犯した過ちに悔いる時間など捨てて、痛みを覚悟した。…………あれ?平手打ちがこない。
代わりにミウは挑戦的な笑みを浮かべていた。
「いいわ。そこまで言うなら好きにやってみなさい」
そう言って、ミウは手に持っているファイルを俺に差し出した。
ミウが平手打ちしないってことはそう言うことなんだろうか……?
「ほら、行きなさい」
「は、はい!」
俺はファイルを受け取り、少女達の元へと向かう。ミウの態度に一抹の不安を抱えながら。
◇◇◇◇◇◇◇◇◇◇
んじゃ、一人目。
「…………」
ツインテールが一番の特徴の少女。
ファイルによると、この子名前は『如月恭華』。キラサギと言うらしい。
「…………」
キラサギは何も話さず俺の体を舐めるようにみる。まるで、骨董品や高級品の値踏みをする。そんな目付きで。
「…………」
「…………」
あかん。こう言う場合、俺から喋りかけなきゃいけないんだが、俺はそんなに異性とお話しする人種ではないため、うまい話題がみつからない。

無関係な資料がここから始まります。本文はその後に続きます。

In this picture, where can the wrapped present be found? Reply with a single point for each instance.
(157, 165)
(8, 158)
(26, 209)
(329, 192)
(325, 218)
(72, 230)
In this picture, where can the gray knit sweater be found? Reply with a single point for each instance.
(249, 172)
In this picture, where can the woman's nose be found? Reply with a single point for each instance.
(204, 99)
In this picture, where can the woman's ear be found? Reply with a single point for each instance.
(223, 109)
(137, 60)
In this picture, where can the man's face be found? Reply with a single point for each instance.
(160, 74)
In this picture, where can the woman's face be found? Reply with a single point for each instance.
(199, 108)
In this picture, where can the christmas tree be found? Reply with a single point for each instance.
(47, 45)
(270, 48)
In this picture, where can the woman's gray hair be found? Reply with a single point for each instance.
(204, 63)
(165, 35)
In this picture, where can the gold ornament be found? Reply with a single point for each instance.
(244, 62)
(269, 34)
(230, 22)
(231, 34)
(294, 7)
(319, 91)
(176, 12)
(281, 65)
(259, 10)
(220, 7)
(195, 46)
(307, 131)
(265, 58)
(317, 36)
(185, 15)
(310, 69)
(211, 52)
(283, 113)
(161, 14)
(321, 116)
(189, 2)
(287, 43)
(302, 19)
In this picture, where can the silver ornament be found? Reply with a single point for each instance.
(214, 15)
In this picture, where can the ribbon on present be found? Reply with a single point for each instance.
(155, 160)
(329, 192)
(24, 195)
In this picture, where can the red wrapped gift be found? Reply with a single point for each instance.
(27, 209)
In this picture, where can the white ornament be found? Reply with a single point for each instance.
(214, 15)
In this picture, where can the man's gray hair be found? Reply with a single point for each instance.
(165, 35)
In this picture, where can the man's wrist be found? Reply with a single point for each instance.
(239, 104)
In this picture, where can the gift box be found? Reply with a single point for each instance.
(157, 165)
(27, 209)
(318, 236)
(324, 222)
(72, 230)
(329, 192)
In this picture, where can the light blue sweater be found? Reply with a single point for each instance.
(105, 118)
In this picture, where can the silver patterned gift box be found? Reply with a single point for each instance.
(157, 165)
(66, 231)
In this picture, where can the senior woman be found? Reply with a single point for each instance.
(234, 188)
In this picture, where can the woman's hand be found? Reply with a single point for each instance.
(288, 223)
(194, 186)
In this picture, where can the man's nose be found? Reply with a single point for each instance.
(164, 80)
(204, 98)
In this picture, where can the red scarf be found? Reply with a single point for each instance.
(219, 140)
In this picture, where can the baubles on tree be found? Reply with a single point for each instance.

この子、見た目から判断するに、お洒落意識が高い系女子だろう。そうなると、俺が思い付くような話題では軽くあしらわれる。最悪、「うわ、キモ」とか思われる危険性さえある。そうすると、この先関係を築くのに支障がでかねない。
さて、どうしたものか……お、お裁縫とか興味あるかな?
「……そのベルト、いくら?」
キャアアアアアアシャベッタァアアアアア!!
「なによ、その顔は」
「いや、すまん。驚いただけだ」
「ふ~ん。で、いくらなの?」
あっちから話題をもらえたのは好都合。だがしかし!最初の会話が「ベルトいくら?」と言うのはどうなの?
いやいや、そんなことを気にしてる場合ではない。これはチャンスなんだ。どうな話だろうと、会話を広げなければ!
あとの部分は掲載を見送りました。